My own ten cents worth is this: in some ways, Roman Polanski's behaviour was symptomatic of the seventies. If you recall the 1960s and 70s, or read about them, it wasn't all as good as some people say. What was called the 'sexual revolution' aimed to break down all taboos about sex, and 'liberate' people. What actually happened was some important social restraints were broken down. Very young people became sexualized. On the one hand, they were encouraged by parts of society to 'experiment', or 'find themselves', or 'discover their sexual identity', and all that. On the other hand, they were no longer considered off-limits for such involvement. Those who raised any objection were howled down as 'fascists' or sick repression cases.

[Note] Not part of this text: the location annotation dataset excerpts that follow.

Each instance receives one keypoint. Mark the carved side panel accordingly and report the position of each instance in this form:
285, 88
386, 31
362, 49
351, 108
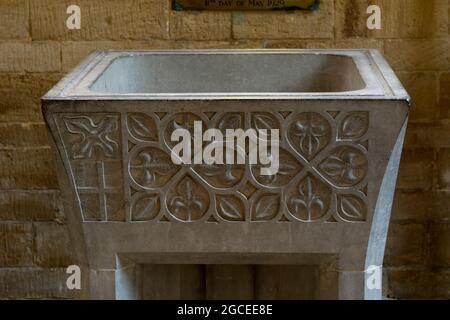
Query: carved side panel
122, 170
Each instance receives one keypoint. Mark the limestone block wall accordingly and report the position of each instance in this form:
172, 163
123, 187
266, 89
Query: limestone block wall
37, 49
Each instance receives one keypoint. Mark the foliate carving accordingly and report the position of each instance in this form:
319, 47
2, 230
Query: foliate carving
92, 135
221, 175
185, 120
189, 201
151, 167
351, 208
266, 207
346, 166
230, 208
142, 127
309, 134
354, 125
145, 207
122, 169
289, 167
310, 200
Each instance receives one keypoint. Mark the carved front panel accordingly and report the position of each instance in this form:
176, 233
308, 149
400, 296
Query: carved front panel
121, 168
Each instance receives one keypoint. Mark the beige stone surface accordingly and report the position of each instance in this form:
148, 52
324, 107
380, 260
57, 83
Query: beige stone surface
14, 17
101, 20
284, 25
27, 56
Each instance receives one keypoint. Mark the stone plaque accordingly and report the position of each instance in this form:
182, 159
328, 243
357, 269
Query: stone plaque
245, 4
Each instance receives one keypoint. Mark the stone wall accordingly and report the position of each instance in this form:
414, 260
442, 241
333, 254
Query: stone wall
36, 49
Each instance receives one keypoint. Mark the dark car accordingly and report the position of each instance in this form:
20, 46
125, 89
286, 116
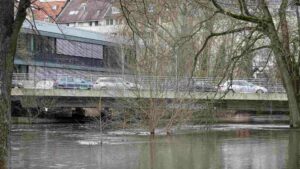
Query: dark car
17, 84
72, 83
203, 86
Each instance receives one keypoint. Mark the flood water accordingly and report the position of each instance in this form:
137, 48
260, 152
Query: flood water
75, 146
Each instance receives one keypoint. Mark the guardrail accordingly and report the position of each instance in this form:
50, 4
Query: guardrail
158, 82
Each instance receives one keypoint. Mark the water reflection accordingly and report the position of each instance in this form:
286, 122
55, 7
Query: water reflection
68, 146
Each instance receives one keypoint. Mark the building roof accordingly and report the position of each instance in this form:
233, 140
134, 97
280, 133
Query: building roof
71, 33
83, 11
47, 10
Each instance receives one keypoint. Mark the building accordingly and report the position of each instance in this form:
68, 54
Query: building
94, 15
54, 50
47, 10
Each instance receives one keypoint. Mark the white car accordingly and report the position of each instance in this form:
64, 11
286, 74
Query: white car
104, 83
242, 86
45, 84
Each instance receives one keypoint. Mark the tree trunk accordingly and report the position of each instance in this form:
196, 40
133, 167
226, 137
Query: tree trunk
6, 25
10, 28
286, 76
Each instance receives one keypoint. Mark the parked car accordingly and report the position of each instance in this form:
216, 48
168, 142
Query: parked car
72, 83
241, 86
114, 83
45, 84
17, 84
203, 86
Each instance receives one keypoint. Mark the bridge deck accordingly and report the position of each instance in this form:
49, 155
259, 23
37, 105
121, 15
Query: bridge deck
147, 94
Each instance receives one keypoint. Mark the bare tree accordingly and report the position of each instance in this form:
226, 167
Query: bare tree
255, 26
10, 25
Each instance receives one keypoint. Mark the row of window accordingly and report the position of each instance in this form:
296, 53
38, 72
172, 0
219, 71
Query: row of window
96, 23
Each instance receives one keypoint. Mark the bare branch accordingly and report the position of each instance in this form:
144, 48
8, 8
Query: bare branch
215, 35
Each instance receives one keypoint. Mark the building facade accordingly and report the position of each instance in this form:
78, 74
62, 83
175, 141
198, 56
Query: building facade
46, 10
53, 50
93, 15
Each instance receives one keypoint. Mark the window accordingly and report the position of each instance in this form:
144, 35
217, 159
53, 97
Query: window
109, 21
73, 12
115, 10
54, 7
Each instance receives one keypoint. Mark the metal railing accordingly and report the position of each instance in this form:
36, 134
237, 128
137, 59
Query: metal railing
157, 82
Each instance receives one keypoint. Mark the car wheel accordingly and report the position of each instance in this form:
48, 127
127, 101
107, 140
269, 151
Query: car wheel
231, 91
259, 91
103, 88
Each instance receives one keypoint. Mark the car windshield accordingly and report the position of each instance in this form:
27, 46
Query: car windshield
245, 83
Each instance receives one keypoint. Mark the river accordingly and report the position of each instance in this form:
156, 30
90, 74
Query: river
83, 146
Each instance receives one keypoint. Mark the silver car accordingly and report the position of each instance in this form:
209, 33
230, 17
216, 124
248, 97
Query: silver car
241, 86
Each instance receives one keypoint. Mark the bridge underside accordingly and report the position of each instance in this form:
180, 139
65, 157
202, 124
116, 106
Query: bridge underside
119, 103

Too see the seventies from inside, look at what they produced. One famous and widely read novel of that period was "Papillion", by French author Henri Charriere. In the novel, (though not the film), the narrator describes seducing his 13 year old sister in law. While living with Venezuelan Natives, he marries a woman and also has her younger sister. At the time, this was widely admired literature, considered a modern classic. The school where I worked had copies for student reading. Nowadays, that passage from the novel would be considered a glamorization of paedophilia.
A famous film of that era was 'The Summer of '42', in which a fifteen year old boy is sexually initiated by an adult woman. At the time this too was considered fine artistic entertainment about a young man's 'awakening'. Today, the female lead character would be considered criminal.
But that was the 70s. Anything except openly coercive rape was legitimate. It was 'liberated'. If a person regretted any sexual involvement afterwards, they were accused of being too 'hung up' or 'inhibited' and in need of getting used to it. I'm utterly sure there were people living in the 1970s who thought an adult enticing a 13year old into sex was simply 'liberating' them, helping them get free of their 'hang-ups'. That was the 70s. There were psychologists who had intimate relationships with their patients, and called it part of the therapy. There was a lot of interest in Sweden where, it was said, children as young as 13 sometimes had children and even married. That was the 70s.
So what Polanski did was criminal, right enough. But he might not have considered tyring it on in a different social climalte. I believe that some of the so-called 'progressive' thinkers of the time have a lot to answer for. They tried to tell us all that we should do whatever we wanted and 'be free'. The idea of ethical restraint in sexual behaviour was ridiculed.In that sort of climate, there were probably a lot more incidents like the one for which Polanski is indicted. Some of them involved female adults on male children. Some of those pointing fingers at Polanski now were probably jealous at the time that he did what some of them would have liked to. That sounds harsh, but it might be true all the same.
The 1970s was another place from today, and in some ways a much worse place. People in millions scorned the notion of God holding out guidance for living, thought they had better ideas and made a shocking mess. Polanski might only be a symbol of much that was wrong with that era.
We need to get back to God's way. When that gets forgotten, the results can be dreadful and the realization too late.